Once I had the node from the OSM road network hard coded in each of my data tables I didn't need to look up the nearest node anymore, which simplifies my query quite a bit.  Since these values are unlikely to change (turns out roads tend to stay where they are...), and I would only need to update them if I update the road network, there really isn’t a lot of reason to calculate them dynamically. It also makes my resulting query much simpler when I want to pass in an array of destination locations and get back multiple linestrings (e.g., connect one fire incident location to the three closest fire stations).

Now how do we get the road network paths to our K-nearest neighbors?

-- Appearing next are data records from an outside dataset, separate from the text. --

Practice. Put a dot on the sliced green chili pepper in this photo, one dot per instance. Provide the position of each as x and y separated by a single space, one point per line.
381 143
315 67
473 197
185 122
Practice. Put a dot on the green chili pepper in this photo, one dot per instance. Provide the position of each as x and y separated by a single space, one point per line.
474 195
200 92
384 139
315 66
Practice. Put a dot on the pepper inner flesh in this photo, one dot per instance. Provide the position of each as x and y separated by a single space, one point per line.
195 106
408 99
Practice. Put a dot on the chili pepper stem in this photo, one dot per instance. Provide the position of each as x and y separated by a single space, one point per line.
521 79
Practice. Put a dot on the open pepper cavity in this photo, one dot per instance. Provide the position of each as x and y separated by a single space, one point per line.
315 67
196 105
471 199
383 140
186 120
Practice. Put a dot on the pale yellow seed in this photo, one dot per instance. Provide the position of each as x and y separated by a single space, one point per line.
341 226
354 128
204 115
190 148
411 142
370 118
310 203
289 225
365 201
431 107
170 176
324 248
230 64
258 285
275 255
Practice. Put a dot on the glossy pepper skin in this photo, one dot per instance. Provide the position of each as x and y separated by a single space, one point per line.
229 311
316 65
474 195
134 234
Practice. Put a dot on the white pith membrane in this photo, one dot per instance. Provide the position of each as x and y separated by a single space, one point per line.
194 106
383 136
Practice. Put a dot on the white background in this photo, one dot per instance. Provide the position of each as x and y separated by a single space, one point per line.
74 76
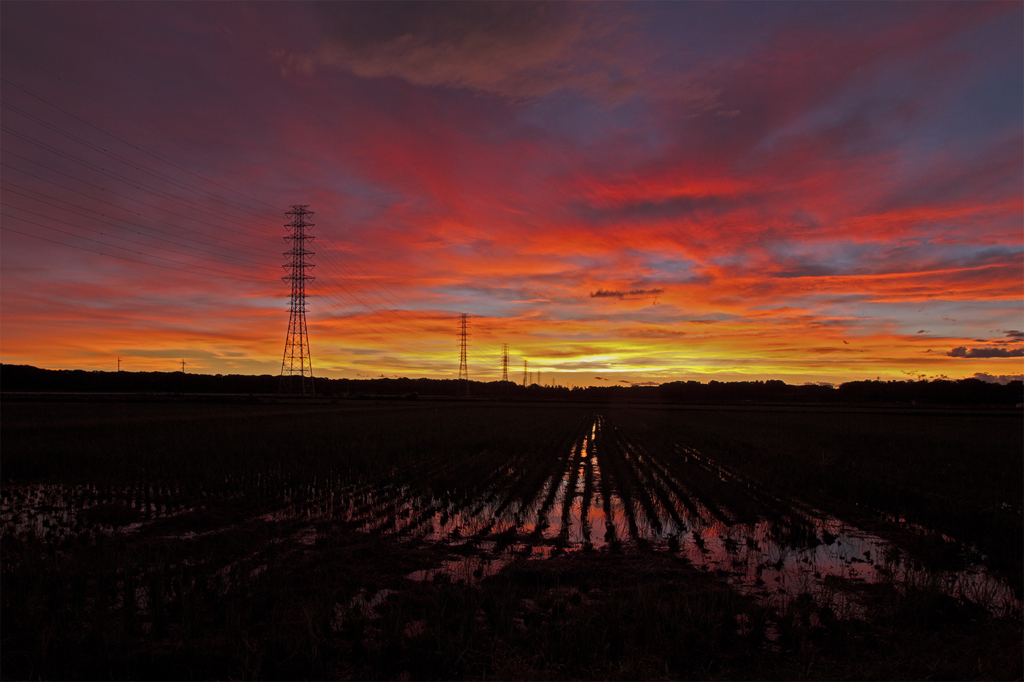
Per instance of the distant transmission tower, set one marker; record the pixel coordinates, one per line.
(296, 367)
(463, 369)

I did this as a two part query - using Initial SQL I calculated out the three nearest fire stations to each of my fire incidents (this could be changed depending on what you want to use for K)

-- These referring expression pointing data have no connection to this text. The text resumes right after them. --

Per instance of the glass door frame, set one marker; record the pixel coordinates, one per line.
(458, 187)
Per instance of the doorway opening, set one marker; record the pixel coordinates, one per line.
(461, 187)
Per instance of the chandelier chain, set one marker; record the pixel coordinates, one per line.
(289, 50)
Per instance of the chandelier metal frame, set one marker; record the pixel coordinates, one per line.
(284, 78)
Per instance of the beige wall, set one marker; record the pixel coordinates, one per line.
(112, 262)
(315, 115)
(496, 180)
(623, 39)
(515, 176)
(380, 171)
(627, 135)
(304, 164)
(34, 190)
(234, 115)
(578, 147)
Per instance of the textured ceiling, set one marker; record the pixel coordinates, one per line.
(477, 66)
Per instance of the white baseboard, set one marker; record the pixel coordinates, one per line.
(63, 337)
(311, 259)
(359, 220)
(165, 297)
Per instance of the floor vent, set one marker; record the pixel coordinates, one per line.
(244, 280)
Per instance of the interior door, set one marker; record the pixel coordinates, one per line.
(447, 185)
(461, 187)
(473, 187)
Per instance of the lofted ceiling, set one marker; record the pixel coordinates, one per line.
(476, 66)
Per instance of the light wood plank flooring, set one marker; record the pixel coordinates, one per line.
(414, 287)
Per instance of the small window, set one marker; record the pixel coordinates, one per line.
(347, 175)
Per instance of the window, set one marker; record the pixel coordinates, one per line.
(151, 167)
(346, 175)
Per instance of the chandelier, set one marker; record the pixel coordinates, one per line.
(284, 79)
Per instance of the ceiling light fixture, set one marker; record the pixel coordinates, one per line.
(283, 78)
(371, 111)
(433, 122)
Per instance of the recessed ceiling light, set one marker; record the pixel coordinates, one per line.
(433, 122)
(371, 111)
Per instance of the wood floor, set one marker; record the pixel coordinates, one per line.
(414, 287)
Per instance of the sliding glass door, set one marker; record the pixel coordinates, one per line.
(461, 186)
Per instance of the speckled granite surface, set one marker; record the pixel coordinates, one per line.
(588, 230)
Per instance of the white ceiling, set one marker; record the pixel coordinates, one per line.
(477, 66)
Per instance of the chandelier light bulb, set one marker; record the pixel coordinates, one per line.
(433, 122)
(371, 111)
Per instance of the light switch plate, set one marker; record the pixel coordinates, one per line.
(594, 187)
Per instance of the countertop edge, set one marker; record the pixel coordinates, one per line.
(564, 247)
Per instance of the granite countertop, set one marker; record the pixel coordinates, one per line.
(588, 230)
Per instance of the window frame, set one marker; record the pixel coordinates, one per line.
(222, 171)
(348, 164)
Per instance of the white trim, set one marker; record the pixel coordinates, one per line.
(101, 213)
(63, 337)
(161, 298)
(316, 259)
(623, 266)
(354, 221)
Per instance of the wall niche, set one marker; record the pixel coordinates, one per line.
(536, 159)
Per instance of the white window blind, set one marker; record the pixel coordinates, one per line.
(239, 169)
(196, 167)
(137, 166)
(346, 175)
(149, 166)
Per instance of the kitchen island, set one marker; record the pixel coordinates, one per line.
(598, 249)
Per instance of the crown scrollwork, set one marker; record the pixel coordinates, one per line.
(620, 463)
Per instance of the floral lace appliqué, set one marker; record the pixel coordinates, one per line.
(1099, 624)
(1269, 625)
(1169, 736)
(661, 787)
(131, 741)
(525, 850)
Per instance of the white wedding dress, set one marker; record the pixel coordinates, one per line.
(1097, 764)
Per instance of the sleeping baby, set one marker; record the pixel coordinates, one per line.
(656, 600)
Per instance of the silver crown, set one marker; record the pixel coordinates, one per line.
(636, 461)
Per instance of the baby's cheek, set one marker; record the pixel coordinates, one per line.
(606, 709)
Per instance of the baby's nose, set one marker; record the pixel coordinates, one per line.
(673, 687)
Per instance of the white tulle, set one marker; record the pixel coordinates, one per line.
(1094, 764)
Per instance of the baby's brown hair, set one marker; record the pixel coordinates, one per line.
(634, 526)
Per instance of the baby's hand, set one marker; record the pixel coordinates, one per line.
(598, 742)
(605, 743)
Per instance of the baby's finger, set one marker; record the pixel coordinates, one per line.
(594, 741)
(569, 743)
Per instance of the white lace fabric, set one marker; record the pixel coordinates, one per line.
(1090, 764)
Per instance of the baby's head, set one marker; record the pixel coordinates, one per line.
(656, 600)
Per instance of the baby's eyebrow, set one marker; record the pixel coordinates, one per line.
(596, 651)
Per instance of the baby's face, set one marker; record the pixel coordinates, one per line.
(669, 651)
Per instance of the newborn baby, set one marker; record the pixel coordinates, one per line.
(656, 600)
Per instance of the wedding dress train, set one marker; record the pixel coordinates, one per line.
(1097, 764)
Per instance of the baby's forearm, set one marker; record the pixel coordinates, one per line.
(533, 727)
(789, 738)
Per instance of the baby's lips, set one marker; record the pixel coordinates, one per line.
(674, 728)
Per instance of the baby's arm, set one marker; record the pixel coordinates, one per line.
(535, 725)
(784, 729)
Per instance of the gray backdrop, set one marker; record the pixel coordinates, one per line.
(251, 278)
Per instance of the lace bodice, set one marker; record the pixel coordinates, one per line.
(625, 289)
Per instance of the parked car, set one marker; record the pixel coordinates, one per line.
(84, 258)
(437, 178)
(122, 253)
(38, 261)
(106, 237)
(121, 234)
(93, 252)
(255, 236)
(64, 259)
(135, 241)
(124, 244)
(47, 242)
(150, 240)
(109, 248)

create temporary table incidents3 as (

SELECT

s.geom as geom_station,

i.geom as geom_incident,

s.node_station as node_end,

i.node_incident as node_start,

s.facilityname,

ST_Distance(s.geom::geography, i.geom::geography) AS distance,

rank() over (partition by node_incident order by st_distance(s.geom::geography, i.geom::geography)) as ranked_distance

FROM

las_vegas_fire_incidents_nodes AS i

CROSS JOIN LATERAL

(SELECT

facilityname, geom, node_station

FROM

fire_stations_nodes

ORDER BY

geom::geography <-> i.geom::geography

LIMIT 3) AS s

)

Then in custom SQL I used a parameter to update my selected incident node, and then created a set of routes starting at that origin location and going to each of the three nearest fire stations (or use a parameter to select fewer than 3 nearest neighbors...you can select any number for K, so long as it is LESS than what you calculated in your initial sql):

--- using a parameter to subset the table

--- get the origin node, and an array of all of the destination nodes of interest

with selection as (

select min(node_start) as node_start, min(node_end) as node_end, array_agg(node_end) as dests

from incidents3

where node_start = <Parameters.incident_node>

)

--- now calculate the paths and collect all of the line segments for each one

select

min(end_vid) as destnode,

st_collect(the_geom)::geometry(multilinestring, 4326) as geom_route,

(select node_start from selection) as source_node -- should just be one

from

(select * from pgr_dijkstra('

select gid as id, source, target, length as cost from ways',

--source location (find the source ID from ways (closest node to listed OSM ID))

(select node_start

from selection),

(select dests

from selection), false)) as route, ways

-- join the geometry back into the query result

where route.edge = ways.gid

group by end_vid

Now in Tableau I joined back in my fire stations and fire incidents so that I could see ALL of them, not just the one incident selected and the three fire stations closest to it

And with a parameter action to update my selected incident node, I can click on any point:

And have the new routes calculated dynamically

And that's it.  I know it's not easy, but it is powerful and worth spending a bit of time pondering if you're interested in looking at adding dynamic routing and KNN calculations into your visual analytics.